There’s agorgeously detailed style and design at work here; human characters have a paper doll movement and aesthetic, and each new beast you encounter manages to up the stakes in a game of bizarre crossbreed roulette. This two-dimensional set dressing is unfortunately an indirect cause of a number of gameplay issues. The isometric presentation angles means you’ll head behind a building and lose sight of what’s behind there, as while the game engine valiantly tries to remember to render that object see-through for you, it’s not alway the case. Sometimes this even resulted in the screen freezing and all assets flickering in and out when there were too many moving parts on the screen at the same time — or even just using a souped-up weapon of your own.
Engaging in combat is a sluggish and unresponsive old-school affair, especially in the early game where you’ll have to strike, retreat, and strike again multiple times to whittle away the health bar of even the smallest enemy. The view doesn’t help either, as the use of flat sprites in a three-dimensional setting obscures your position in relation to other entities. Hitboxes aren’t overly precise as long as you’re on the same ‘line’ as your target, but your ability to capitalise on that is sent packing by the looseness of how your placement appears to you.

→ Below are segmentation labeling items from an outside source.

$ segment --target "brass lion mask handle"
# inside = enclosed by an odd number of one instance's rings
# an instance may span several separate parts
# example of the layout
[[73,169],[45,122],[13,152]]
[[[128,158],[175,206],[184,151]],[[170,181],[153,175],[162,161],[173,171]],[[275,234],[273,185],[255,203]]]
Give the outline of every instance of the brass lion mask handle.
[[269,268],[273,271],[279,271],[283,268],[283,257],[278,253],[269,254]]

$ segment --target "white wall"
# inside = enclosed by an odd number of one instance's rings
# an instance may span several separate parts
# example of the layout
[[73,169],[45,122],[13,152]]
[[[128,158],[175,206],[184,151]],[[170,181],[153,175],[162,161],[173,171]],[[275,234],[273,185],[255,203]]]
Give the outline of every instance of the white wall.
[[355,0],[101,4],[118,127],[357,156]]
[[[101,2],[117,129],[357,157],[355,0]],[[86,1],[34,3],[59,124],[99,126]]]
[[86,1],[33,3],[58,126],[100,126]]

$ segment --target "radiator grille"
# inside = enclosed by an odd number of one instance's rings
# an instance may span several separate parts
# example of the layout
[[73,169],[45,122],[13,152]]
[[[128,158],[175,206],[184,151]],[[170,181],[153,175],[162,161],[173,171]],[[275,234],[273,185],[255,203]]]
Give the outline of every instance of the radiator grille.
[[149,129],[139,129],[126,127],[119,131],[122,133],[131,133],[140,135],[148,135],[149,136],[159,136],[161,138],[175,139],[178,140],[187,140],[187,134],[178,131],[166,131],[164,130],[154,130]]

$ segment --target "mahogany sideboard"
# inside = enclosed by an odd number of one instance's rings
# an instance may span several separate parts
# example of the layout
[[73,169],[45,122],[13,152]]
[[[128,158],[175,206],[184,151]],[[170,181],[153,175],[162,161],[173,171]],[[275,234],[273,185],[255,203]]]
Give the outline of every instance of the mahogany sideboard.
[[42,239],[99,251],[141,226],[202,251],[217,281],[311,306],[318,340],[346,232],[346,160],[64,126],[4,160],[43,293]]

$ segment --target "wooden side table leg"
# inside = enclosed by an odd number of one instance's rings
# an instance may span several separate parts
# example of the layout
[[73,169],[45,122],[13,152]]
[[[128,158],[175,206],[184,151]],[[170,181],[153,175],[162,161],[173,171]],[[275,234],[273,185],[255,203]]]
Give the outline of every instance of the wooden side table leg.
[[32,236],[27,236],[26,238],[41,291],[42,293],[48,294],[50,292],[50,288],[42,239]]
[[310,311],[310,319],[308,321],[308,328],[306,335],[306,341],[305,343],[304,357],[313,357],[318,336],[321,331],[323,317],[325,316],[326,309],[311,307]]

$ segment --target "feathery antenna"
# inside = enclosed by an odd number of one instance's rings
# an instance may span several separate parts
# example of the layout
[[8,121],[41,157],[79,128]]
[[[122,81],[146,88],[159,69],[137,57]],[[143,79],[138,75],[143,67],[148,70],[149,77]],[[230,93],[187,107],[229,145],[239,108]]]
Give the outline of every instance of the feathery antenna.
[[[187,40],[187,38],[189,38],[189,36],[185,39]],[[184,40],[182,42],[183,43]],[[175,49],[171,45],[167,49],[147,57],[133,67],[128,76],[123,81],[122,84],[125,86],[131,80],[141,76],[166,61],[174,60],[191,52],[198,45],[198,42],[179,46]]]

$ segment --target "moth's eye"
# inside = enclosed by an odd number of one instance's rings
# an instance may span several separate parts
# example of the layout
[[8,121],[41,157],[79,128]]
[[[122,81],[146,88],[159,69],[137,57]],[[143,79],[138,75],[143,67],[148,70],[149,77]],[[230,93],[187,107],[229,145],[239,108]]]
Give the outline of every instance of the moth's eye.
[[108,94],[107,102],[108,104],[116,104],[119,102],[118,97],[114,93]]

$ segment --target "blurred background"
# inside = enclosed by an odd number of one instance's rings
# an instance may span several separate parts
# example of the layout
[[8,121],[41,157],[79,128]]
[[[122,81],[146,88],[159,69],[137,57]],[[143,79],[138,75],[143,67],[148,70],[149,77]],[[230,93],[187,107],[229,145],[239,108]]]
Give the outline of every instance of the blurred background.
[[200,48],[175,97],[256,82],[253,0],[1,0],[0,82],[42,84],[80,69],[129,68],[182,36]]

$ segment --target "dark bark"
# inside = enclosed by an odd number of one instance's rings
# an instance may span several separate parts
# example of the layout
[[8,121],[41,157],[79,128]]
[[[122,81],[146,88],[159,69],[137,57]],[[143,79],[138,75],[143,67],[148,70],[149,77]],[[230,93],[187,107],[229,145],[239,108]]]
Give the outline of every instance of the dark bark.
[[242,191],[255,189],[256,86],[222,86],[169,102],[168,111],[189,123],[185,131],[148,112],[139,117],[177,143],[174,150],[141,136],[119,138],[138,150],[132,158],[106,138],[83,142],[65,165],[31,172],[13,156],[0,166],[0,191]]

On more than one occasion I invested a number of resources and power-ups into battling a ferocious Porkupine (my favourite design of the game, a gigantic spine-shooting boar), only to have it disappear when a dodged charge attack took them off-screen and away from me. A minute or two later they would respawn — along with their full lifebar. It’s a bug like this which can turn the resource gathering into a chore, as I once again had to trek back to find an ingredient indigenous to a specific terrain in order to replenish my spent items.
During my playthrough of Smoke and Sacrifice, in the first couple of areas I generally settled into a relaxing cycle of gathering, crafting, and story progression. It’s a quiet and pleasant experience, and you’re rarely forced into overly action-heavy or time-sensitive situations, as long as you have a few fireflies to keep the purple smoke at bay. Despite the core gathering and crafting systems, along with the day/night cycle, being so well implemented, other elements such as combat — which you’ll spend just as much time focusing on in the later game — don’t hold up.

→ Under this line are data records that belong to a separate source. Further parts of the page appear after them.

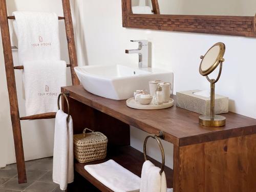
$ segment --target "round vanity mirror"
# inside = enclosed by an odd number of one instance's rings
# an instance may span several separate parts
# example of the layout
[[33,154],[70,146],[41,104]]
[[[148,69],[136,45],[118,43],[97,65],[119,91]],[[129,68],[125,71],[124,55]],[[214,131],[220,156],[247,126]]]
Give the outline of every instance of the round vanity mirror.
[[199,72],[203,76],[209,75],[224,61],[223,58],[225,53],[225,45],[223,42],[217,42],[211,47],[204,56],[201,56],[202,61],[199,67]]
[[[220,79],[222,70],[222,63],[224,61],[223,56],[225,53],[225,44],[217,42],[214,45],[206,52],[204,56],[200,58],[202,61],[199,67],[200,74],[206,76],[210,83],[210,115],[201,115],[199,117],[199,123],[207,126],[221,126],[226,124],[226,118],[221,115],[215,115],[215,83]],[[216,79],[210,79],[208,76],[216,68],[220,65],[219,74]]]

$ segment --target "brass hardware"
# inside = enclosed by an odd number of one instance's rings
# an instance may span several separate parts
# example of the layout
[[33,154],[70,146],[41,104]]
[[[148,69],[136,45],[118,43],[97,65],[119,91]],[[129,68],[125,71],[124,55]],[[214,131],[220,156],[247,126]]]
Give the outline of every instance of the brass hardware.
[[163,173],[163,170],[164,169],[165,159],[164,156],[164,150],[163,149],[163,145],[162,145],[162,143],[161,142],[161,140],[159,138],[163,139],[164,138],[164,135],[162,131],[160,131],[159,132],[159,134],[158,135],[152,134],[148,135],[146,137],[144,141],[144,144],[143,144],[143,154],[144,154],[144,159],[145,159],[145,161],[147,160],[146,158],[146,142],[147,141],[147,139],[150,137],[156,139],[158,143],[158,145],[159,145],[159,148],[161,151],[161,154],[162,155],[162,165],[161,166],[161,169],[159,172],[159,173],[160,174],[160,175],[162,175],[162,173]]
[[68,120],[69,119],[69,117],[70,116],[70,115],[69,114],[69,100],[68,100],[68,97],[69,96],[69,93],[67,92],[67,93],[61,93],[58,97],[58,110],[59,110],[60,109],[60,107],[59,106],[59,100],[60,99],[60,96],[62,96],[64,97],[65,98],[66,102],[67,102],[67,105],[68,105],[68,117],[67,119]]
[[[210,50],[215,46],[219,46],[220,51],[216,60],[213,64],[210,66],[208,69],[203,70],[202,69],[202,65],[203,63],[203,59],[205,56],[209,53]],[[225,61],[223,58],[225,53],[225,46],[223,42],[218,42],[211,47],[209,50],[206,52],[203,56],[201,56],[200,58],[202,59],[199,67],[199,72],[200,74],[204,76],[206,76],[206,79],[210,83],[210,115],[201,115],[199,117],[199,123],[203,126],[222,126],[226,124],[226,118],[221,115],[215,115],[215,83],[219,80],[221,75],[222,70],[222,63]],[[210,79],[208,75],[212,72],[215,69],[220,65],[220,69],[219,74],[216,79]]]
[[[216,60],[214,61],[212,65],[211,65],[210,67],[209,67],[206,70],[202,70],[201,67],[202,67],[202,63],[203,63],[203,59],[204,59],[205,56],[208,53],[209,51],[215,46],[219,46],[220,48],[220,52],[219,52],[218,56],[216,57]],[[221,42],[217,42],[217,44],[214,45],[208,50],[208,51],[206,52],[206,53],[205,53],[205,55],[204,55],[204,56],[203,56],[203,57],[201,56],[200,58],[202,59],[202,61],[201,61],[200,66],[199,67],[199,72],[200,73],[200,74],[201,74],[203,76],[206,76],[209,75],[212,71],[214,71],[214,70],[215,69],[216,69],[216,68],[219,66],[219,64],[220,64],[220,62],[224,62],[224,61],[221,61],[220,60],[222,60],[224,54],[225,53],[225,44]]]

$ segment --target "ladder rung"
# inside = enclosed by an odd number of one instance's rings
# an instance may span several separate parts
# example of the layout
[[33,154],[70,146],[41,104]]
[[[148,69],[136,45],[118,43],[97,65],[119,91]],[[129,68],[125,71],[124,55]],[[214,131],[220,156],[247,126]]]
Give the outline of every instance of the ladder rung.
[[[67,67],[70,67],[70,64],[67,64]],[[15,66],[13,67],[13,69],[24,69],[24,66]]]
[[53,119],[55,118],[56,113],[47,113],[30,116],[20,117],[20,120],[33,120],[41,119]]
[[[65,17],[58,17],[59,18],[59,20],[61,20],[61,19],[65,19]],[[8,16],[7,18],[9,19],[15,19],[15,16]]]

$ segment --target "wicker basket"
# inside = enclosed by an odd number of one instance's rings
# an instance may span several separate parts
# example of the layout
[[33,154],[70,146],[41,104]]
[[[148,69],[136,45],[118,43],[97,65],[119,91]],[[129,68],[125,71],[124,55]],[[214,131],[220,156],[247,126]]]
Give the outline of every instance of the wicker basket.
[[[86,133],[87,130],[92,133]],[[74,135],[74,156],[80,163],[102,159],[106,156],[108,138],[102,133],[85,129],[82,134]]]

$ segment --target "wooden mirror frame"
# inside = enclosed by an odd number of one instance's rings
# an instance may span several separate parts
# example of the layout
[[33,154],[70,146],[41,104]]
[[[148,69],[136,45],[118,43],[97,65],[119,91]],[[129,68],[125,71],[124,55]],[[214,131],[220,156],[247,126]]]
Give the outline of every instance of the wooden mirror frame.
[[131,2],[132,0],[122,0],[123,27],[256,37],[256,15],[244,16],[133,14]]

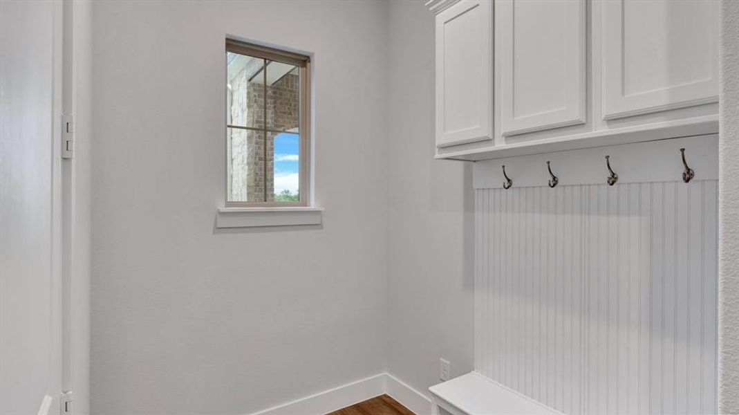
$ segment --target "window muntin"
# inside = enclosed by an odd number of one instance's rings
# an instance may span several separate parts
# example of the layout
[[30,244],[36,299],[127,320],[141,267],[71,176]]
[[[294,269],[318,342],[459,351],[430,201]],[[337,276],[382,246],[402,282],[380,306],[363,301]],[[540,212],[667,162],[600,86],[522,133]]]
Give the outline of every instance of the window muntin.
[[226,205],[307,206],[307,56],[226,41]]

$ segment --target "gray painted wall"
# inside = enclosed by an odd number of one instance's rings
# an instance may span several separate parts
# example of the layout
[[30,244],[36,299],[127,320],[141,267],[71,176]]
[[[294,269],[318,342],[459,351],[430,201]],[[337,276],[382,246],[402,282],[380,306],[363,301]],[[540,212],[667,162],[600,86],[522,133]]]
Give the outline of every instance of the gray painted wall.
[[434,160],[434,14],[391,1],[388,366],[416,390],[473,369],[472,164]]
[[[385,370],[386,11],[95,4],[92,413],[245,414]],[[227,33],[315,53],[320,229],[214,229]]]

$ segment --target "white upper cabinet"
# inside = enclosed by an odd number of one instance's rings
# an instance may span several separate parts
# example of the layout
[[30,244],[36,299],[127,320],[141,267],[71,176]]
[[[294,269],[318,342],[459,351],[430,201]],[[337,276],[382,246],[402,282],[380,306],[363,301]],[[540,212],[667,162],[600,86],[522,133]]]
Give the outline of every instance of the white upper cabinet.
[[436,145],[493,137],[493,10],[463,0],[436,16]]
[[501,133],[585,122],[585,0],[502,0],[495,6]]
[[603,118],[718,100],[717,1],[603,3]]
[[718,132],[719,2],[426,0],[437,158]]

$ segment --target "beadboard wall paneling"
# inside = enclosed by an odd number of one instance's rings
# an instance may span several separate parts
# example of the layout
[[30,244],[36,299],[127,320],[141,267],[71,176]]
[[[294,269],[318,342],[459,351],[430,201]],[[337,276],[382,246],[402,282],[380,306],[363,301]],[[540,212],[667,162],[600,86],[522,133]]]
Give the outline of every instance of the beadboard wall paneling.
[[568,414],[715,414],[717,186],[476,189],[475,370]]

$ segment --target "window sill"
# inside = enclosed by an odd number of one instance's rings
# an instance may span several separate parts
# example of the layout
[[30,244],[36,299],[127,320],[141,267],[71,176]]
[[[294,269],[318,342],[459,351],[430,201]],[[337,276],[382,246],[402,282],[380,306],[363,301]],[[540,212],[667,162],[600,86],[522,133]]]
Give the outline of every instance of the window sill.
[[322,207],[219,208],[217,228],[320,225]]

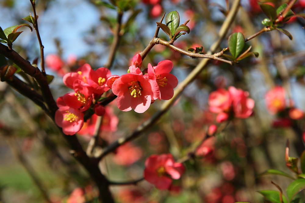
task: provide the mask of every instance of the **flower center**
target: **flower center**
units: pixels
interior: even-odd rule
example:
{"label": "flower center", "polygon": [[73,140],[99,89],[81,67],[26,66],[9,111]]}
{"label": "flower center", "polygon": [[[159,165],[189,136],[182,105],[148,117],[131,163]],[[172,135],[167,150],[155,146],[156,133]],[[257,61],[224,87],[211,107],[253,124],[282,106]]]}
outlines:
{"label": "flower center", "polygon": [[158,174],[158,176],[159,177],[161,177],[166,173],[165,168],[163,166],[160,166],[157,169],[157,173]]}
{"label": "flower center", "polygon": [[106,81],[106,79],[105,79],[101,77],[99,77],[99,79],[97,81],[97,82],[99,82],[99,85],[100,86],[102,86],[104,82]]}
{"label": "flower center", "polygon": [[167,79],[166,79],[166,78],[164,77],[163,78],[160,78],[161,76],[161,74],[159,74],[156,77],[156,80],[157,81],[158,86],[159,86],[159,87],[164,87],[164,86],[166,86],[167,84],[167,82],[165,82],[167,81]]}
{"label": "flower center", "polygon": [[70,113],[68,111],[66,111],[66,112],[69,113],[65,115],[65,117],[63,118],[64,120],[70,121],[70,123],[72,123],[74,121],[77,121],[78,120],[78,117],[75,114]]}
{"label": "flower center", "polygon": [[88,100],[86,99],[85,97],[85,95],[81,93],[79,91],[78,91],[77,93],[74,94],[74,95],[77,96],[77,100],[81,102],[82,104],[83,105],[84,105],[90,99],[90,97],[88,97]]}
{"label": "flower center", "polygon": [[141,90],[142,89],[142,87],[140,85],[140,82],[138,81],[135,82],[131,81],[131,85],[128,88],[130,95],[134,98],[139,97],[141,94]]}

Smoke and Sacrifice has a simple but intriguing storyline, and its critique of the roles religion and economy play in social control are well applied in this fantastical setting. Whereas the early game delighted with its emphasis on the use of crafting resources and interacting with new characters, the later sections of the game suffered as I couldn’t unsee the stunted combat, graphical shortcomings, and a by-the-numbers approach to its environments. It’s an agreeable, often charming game, but lacks the consistency in the design and the polish in the execution to achieve the potential of Solarsail Games’ vision.